L’analyse juridique de la décision de la Cour d’appel d’Aix-en-Provence du 6 avril 2023 (n° 20/01243) se concentre sur un contentieux lié à un bail commercial entre la SAS Compagnie de Tourisme Camarguaise (locataire) et M. et Mme [T] (bailleurs). Cette affaire porte principalement sur la validité d’un congé sans offre de renouvellement et sans indemnité d’éviction, délivré pour motifs graves et légitimes.
Contexte et enjeux du litige
Les époux [T] sont propriétaires d’un appartement dans une résidence en copropriété, exploité par la Compagnie de Tourisme Camarguaise en tant que résidence de tourisme. Le bail, initialement consenti à une autre société, a été transmis à la société Compagnie de Tourisme Camarguaise en 2013. Avant l’échéance du bail en octobre 2016, les bailleurs ont délivré un congé pour motifs graves et légitimes, se fondant sur plusieurs manquements de la locataire, notamment l’absence d’entretien des équipements communs, la suppression de services essentiels et le non-paiement des charges de copropriété.
Décision de première instance
Le Tribunal judiciaire de Tarascon avait donné raison aux bailleurs, considérant que les manquements invoqués étaient fondés et suffisamment graves pour justifier un congé sans indemnité d’éviction. En conséquence, la Compagnie de Tourisme Camarguaise a été condamnée à quitter les lieux et à verser une indemnité d’occupation.
Appel et arguments des parties
La société locataire a interjeté appel, demandant l’infirmation de cette décision et la condamnation des bailleurs au paiement d’une indemnité d’éviction. Elle conteste la validité des motifs de congé avancés par les bailleurs, notamment en remettant en cause l’obligation d’entretien des équipements et en arguant que certains manquements ne relevaient pas de sa responsabilité.
Analyse de la Cour d’appel
La Cour d’appel a examiné chaque motif de congé invoqué :
- Entretien des équipements communs : La Cour a jugé que l’obligation d’entretien des équipements communs invoquée par les bailleurs ne concernait que les parties communes attachées aux lots loués, et non les équipements extérieurs ne dépendant pas de la copropriété. En l’absence d’une clause explicite dans le bail, ce motif a été jugé non fondé.
- Suppression des services de gardiennage et de réception : La Cour a constaté que la suppression de ces services résultait de décisions prises par l’association syndicale libre (ASL) du lotissement, et non de la société preneuse. Ce motif a également été rejeté.
- Non-paiement des charges de copropriété : Ce grief a été écarté, faute de précisions suffisantes quant aux montants et à la nature des charges prétendument impayées.
- Défaut d’entretien des parties privatives : La Cour a relevé que les preuves apportées par les bailleurs ne concernaient pas la période pertinente, et les détériorations constatées relevaient d’une usure normale. Ce grief a donc été considéré comme insuffisant pour justifier la perte du droit à indemnité.
- Non-règlement du loyer en nature : La Cour a estimé que le grief relatif au non-règlement du loyer en nature, en lien avec l’accès à la bourse d’échange Maeva, n’était pas suffisamment fondé pour justifier un congé sans indemnité.
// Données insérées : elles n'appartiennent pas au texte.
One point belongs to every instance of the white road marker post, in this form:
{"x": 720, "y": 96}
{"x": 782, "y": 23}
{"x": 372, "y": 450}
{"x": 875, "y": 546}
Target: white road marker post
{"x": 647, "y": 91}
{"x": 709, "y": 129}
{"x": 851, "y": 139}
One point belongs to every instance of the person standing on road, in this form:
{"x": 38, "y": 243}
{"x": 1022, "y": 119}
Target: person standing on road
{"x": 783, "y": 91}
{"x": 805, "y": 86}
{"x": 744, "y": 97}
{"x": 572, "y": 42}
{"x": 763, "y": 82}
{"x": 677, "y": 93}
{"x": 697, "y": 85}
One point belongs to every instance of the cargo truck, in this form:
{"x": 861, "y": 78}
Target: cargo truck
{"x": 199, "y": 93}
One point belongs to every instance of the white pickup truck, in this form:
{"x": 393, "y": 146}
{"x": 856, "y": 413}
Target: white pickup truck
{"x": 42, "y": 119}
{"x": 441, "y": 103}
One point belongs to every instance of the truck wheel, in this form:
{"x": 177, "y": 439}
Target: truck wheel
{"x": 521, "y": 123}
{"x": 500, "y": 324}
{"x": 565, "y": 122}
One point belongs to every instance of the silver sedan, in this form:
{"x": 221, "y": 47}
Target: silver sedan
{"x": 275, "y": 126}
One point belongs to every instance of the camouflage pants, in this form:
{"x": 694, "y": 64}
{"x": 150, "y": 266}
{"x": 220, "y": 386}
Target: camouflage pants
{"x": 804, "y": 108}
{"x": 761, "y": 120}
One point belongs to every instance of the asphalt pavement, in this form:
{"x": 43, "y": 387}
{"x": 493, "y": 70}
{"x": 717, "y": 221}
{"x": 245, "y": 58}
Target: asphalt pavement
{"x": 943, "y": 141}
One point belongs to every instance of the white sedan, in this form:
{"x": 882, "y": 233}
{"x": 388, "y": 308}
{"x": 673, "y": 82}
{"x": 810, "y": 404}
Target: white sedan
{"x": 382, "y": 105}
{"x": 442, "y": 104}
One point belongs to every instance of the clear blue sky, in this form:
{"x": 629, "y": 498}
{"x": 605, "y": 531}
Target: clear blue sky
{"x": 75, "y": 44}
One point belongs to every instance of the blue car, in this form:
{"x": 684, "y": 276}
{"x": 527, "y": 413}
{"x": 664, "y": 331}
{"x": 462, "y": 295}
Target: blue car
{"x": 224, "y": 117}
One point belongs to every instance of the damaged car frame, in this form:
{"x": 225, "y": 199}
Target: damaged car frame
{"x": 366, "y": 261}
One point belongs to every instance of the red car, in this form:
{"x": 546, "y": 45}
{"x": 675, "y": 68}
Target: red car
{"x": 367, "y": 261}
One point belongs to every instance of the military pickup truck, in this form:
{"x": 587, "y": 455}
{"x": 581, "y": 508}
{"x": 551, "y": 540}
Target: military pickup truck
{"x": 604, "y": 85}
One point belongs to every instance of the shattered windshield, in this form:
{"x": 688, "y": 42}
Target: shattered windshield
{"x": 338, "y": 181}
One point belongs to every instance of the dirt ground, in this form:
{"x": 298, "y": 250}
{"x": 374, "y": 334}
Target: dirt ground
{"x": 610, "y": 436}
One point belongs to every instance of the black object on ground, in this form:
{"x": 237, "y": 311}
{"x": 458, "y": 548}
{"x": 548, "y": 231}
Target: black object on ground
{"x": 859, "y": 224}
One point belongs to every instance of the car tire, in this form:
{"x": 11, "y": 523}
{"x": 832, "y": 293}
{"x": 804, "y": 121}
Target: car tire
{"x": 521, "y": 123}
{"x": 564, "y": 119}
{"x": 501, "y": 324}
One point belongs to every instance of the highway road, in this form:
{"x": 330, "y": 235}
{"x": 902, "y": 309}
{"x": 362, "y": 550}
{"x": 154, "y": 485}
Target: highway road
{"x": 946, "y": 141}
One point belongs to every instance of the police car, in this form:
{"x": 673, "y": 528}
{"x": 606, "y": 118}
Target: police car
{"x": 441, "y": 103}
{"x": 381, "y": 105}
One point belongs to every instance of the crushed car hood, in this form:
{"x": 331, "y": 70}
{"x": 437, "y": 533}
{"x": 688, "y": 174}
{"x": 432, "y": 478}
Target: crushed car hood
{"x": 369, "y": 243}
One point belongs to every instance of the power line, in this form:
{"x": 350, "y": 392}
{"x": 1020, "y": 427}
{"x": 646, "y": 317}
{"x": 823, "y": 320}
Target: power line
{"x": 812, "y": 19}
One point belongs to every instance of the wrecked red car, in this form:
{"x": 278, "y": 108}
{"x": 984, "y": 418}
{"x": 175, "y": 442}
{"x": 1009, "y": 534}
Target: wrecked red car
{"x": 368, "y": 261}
Conclusion de la Cour d’appel
La Cour d’appel a infirmé le jugement de première instance en toutes ses dispositions. Elle a reconnu que le congé délivré ouvrait droit au paiement d’une indemnité d’éviction pour la société Compagnie de Tourisme Camarguaise, et a ordonné une expertise pour déterminer le montant de cette indemnité ainsi que celui de l’indemnité d’occupation due par la locataire. La Cour a également enjoint à la société locataire de produire les bilans et comptes d’exploitation de la résidence pour les années 2016 à 2018.
Implications juridiques
Cette décision souligne l’importance d’une interprétation stricte des clauses du bail, notamment en ce qui concerne les obligations d’entretien et de services. Elle illustre également que la modification ou la suppression des services par des entités tierces (comme une ASL) ne peut être imputée directement au preneur pour justifier un congé sans indemnité. Enfin, la décision rappelle que pour être valables, les motifs de congé doivent être explicitement mentionnés et suffisamment étayés, notamment en ce qui concerne les manquements allégués.